Edward poussa un soupir exaspéré, passant une main dans ses cheveux. « Fichtre. Suis-je donc censé rester là à regarder la femme que j’aime épouser un autre ? »
Elle se leva et alla vers lui, le cœur brisé devant l’abattement de son frère. Elle savait que ses paroles l’atteignaient, car il était farouchement loyal et protecteur envers Lucy. Peut-être cela suffirait-il à l’empêcher de commettre une erreur irréparable. « Si le bon Dieu souhaite que vous soyez réunis, je suis certaine qu’Il y parviendra sans que tu aies à te battre pour sa main. Mais je t’en supplie, le Duc est un homme dangereux à défier, et je crains pour notre famille. Il y a d’autres jeunes filles à marier. Et je sais pertinemment qu’au bal de Mrs Mangrove, la semaine prochaine, il y aura nombre de jeunes femmes disponibles. S’il te plaît, Eddie, pour nous. »

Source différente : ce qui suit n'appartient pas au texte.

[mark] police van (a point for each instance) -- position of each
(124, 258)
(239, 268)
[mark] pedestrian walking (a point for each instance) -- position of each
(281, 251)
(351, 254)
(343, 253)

« Je ne veux personne d’autre. » Edward écarta la main de sa sœur de son épaule, la mâchoire soudain obstinée. « Tu ne peux pas comprendre, tu n’as jamais connu l’étreinte de l’amour véritable. C’est comme un feu qui refuse de s’éteindre. Je resterai auprès de Jane, à moins qu’elle ne repousse ma demande. C’est la promesse que je fais. »
Ses paroles furent comme mille aiguilles dans le cœur de Penny, qui ravala un sanglot de désespoir. Comme elle aurait voulu que Papa soit là ; lui saurait gérer la situation bien mieux qu’elle. Il était peut-être temps de lui écrire à nouveau, de le mettre au courant de la situation et, avec un peu de chance, de le convaincre de rentrer à la maison et d’assumer ses responsabilités de père.
« Oh, Eddie, je t’en supplie, ne fais pas ça, » supplia-t-elle, « Tu nous condamnerais
tous ! »
Il se tourna vers elle, ses yeux reflétant sa propre détresse. « Je te promets de ne plus l’embrasser ni de faire preuve d’affection en public, Penny, mais je ne peux pas renier ce que veut mon cœur. Je ne peux pas. »
Penny inspira profondément. « Je comprends. C’est le minimum que tu puisses faire. Nous n’en parlerons à personne ? Tu dois être discret, car à la moindre rumeur, sois certain que ta témérité nous anéantira tous. »
Elle redressa les épaules et se dirigea vers la porte, mais s’arrêta la main sur la poignée.
« Le souper sera bientôt prêt. Nourris les poules, et veille à ce que Getty et ses porcelets soient rentrés pour la nuit. » Elle ouvrit la porte et gagna rapidement sa chambre, un nouveau plan prenant forme dans son esprit. Elle écrirait bien sûr encore à Papa, mais peut-être pourrait-elle faire autre chose pour sauver la situation ; les paroles d’Edward venaient de lui donner une idée.